PC Plus
- Cover from 2003
- Editor: Martin Cooper
- Categories: Computer magazine
- Frequency: Monthly
- Founded: 1986
- Final issue: September 2012
- Company: Future plc
- Country: United Kingdom
- Language: English
- Website: web.archive.org/web/20080416215415/http://www.pcplus.co.uk/home
- ISSN: 0952-2565

= PC Plus =

Defunct UK computer magazine

PC Plus was a computer magazine published monthly from 1986 until September 2012 in the UK by Future plc. The magazine was aimed at intermediate to advanced PC users, computer professionals and enthusiasts. The magazine was specifically for users of PCs and related technologies so features articles were undiluted by coverage of other platforms. It began its life specifically as a magazine aimed at the Amstrad PC user.

== Staff ==
For many years, the editor (later editor-in-chief) was Dave Pearman. PC Plus print magazine was closed in October 2012, when the editor was Martin Cooper.

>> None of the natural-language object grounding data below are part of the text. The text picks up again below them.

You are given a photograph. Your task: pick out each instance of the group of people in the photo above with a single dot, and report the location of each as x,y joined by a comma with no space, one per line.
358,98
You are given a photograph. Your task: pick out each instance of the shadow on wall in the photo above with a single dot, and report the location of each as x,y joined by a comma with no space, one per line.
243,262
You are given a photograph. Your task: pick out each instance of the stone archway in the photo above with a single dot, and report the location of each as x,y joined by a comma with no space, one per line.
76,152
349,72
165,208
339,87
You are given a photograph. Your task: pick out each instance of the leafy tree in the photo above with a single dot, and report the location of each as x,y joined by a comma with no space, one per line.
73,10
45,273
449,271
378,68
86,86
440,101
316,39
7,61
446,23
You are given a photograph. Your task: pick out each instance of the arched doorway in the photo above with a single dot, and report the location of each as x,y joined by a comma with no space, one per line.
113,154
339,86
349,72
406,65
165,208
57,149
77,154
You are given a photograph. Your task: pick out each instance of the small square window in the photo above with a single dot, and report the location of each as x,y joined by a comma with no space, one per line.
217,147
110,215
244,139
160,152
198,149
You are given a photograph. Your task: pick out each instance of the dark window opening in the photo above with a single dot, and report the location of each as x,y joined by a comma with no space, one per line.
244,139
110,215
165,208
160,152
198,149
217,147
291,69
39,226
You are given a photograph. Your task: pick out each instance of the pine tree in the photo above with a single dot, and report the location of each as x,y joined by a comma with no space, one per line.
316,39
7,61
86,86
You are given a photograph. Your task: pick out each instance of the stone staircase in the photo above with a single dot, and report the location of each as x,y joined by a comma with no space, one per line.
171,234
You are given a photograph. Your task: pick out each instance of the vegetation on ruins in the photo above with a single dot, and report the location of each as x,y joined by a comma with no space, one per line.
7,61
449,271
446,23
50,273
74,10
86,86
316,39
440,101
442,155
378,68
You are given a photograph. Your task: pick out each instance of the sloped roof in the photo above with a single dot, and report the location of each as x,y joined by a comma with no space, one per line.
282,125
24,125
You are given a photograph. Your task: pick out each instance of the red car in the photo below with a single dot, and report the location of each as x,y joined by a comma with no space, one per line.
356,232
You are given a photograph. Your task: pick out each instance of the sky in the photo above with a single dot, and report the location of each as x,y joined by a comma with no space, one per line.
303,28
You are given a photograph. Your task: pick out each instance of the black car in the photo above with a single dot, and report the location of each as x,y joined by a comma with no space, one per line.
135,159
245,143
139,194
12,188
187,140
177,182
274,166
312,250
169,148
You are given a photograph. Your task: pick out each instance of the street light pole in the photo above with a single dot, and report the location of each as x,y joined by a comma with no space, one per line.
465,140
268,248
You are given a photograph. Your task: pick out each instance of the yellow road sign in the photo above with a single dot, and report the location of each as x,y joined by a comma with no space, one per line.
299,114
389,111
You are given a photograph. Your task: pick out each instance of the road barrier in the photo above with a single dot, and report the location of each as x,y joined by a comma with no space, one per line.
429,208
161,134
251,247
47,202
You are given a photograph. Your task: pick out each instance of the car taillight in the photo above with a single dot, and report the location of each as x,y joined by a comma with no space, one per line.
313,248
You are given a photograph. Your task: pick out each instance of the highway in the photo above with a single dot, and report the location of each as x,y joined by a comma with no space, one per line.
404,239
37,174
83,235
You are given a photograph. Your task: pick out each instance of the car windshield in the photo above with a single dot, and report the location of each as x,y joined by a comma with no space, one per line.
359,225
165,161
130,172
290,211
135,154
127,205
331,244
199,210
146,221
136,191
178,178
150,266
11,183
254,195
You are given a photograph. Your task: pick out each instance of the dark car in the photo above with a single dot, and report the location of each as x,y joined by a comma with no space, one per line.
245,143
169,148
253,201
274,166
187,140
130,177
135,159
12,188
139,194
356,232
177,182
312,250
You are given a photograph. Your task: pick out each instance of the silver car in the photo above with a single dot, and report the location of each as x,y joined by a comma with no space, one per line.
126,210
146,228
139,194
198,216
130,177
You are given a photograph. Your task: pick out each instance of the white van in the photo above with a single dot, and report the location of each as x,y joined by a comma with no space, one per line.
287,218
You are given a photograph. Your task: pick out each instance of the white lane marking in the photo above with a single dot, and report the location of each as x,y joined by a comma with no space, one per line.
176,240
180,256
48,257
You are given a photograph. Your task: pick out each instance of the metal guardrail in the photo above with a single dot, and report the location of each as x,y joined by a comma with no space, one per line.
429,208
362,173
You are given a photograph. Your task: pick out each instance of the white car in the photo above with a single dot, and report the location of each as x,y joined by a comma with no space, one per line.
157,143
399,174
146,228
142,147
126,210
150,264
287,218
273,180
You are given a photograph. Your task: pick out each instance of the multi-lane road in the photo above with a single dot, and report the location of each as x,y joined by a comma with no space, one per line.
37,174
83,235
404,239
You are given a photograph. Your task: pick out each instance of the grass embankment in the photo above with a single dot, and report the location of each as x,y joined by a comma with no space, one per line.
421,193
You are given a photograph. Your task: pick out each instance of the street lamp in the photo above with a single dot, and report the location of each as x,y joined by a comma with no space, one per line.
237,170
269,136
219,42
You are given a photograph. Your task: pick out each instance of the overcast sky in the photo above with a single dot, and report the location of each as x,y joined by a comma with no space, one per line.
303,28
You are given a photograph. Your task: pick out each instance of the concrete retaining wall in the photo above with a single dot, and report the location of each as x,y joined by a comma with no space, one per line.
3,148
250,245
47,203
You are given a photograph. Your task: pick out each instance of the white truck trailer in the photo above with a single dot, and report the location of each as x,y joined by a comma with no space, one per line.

Each edition of the print magazine was centered on four main sections - news, reviews, features, and tutorials.

Under Pearman's editorship, the magazine was characterised by the inclusion of irreverent off-the-wall features and content including Huw Collingbourne's Rants and Raves, a serialisation of a fictional office entitled Group Efforts and the Bastard Operator From Hell. The magazine frequently drew on images of Bath, its office base, during multimedia tutorial articles.

Future plc. no longer publishes PC Plus as a print publication although the on-line domain is still serviced by parent brand TechRadar.com.